Sometimes now I get intense pain in upper part of my back and chest. I wonder if it has to do with the epidural, but I can't find anything to support that. I try to breathe through the pain like did with the contractions, but I can't seem to find the zone that gives me control over it. It makes the miracle of labor seem that much more miraculous and my body that much more spectacular. It hurts, though, and I don't know what is causing it. It happens when I am stressed.

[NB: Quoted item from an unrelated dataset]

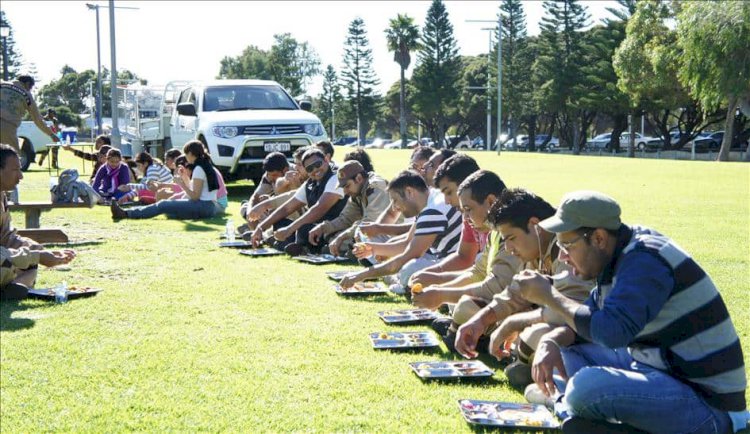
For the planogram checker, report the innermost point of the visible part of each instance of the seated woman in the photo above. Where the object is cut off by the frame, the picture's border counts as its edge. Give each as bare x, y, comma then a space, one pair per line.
110, 176
152, 170
200, 189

I guess we were watching Frasier during the epidural and in the hours afterward. I don't really remember. I believe I slept through part of the afternoon. When my mom and dad arrived, though, I was beginning to feel pain again and I was shivering uncontrollably. The pain was more than I could manage, the epidural was wearing off, and I had not been managing any contractions up to that point. I was at nine centimeters, the epidural had been put in at six or seven. I remember wanting my parents to leave. The happy, calm period of my labor was over. I needed Kale's full attention and I needed a nurse to tell me what was happening. The nurse gave mom some ice chips, which she fed to me, and I had too many on an empty stomach. I puked again. This was worst sensation, puking, contracting, not being able to lift myself in the bed or turn, the feeling in my left leg coming back, cramping, wanting everyone to leave, needing a hug, feeling like something was wrong and being told there is not.
A shift change brought us a new nurse, who showed me the magical button that released more of the epidural. Instantly, I felt relief. It was ridiculous. I was furious at the previous nurse and the doctor who placed the epidural. They mentioned the button, but I was too aloof to ask about until it was too late. It seemed like an option they hadn't given me, so I didn't ask about it. I was able to use the release three times before I reached 10 centimeters.
The room was cleared out, my daddy went to the lobby. Kale, of course would stay. My mom asked if she could be there. I am her only daughter who gave birth naturally. I am so happy she asked and she stayed. The lower half of the bed was removed, bright lights were turned on and spotlit me. Kale stood on my right side and my mom on my left, supporting my feet in the stirrups and pushing them into me while I pushed through contractions.
At first I could not figure out when I was contracting. The epidural had made me lose the connection, but the nurse would watch the monitor and tell me when to push. I watched too and slowly began to feel my body again. Determining how to push, what muscles to use, how to keep going and not back off, and how to relax between contractions was intense. The contractions were definitely rhythmic and coming faster, lasting longer. But nothing hurt. The intensity of pushing, the intensity of labor and the involuntary, unstoppable course my body was taking without my control without an epidural must be excrutiating. And scary. I pooped. I pooped maybe three times. I was mortified. I wanted to stop immediately, but no one cared - they laughed. I probably pooped more than I realize. I don't care anymore.
Pushing, pushing, pushing to the count of 10. I stopped at 8 or 9 more often than not. There was barely time to let my breath out between contractions, but I needed the respite. Kale would come and put his body over mine to hug me and I could let it out. When he counted, I could push for longer. HE was my coach. I am so in love with him and his role as my partner and a father.
The spotlights caused a reflection in the light above me and I could see myself completely and in full color. I could see the nurse's hands stretching and turning, feeling for his face. I am not sure if she was turning him and wasn't telling us. I could see when his head crowned, I knew that small patch of his head first, that patch that was bruised and swollen when I held him later. Seeing him there, I could connect the right kind of pushing and begin to make progress. There was lots of coaching and support all around. I felt strong. I felt important. I felt dignified. I felt loved. I felt good.
And then, all of a sudden I didn't want to stop pushing.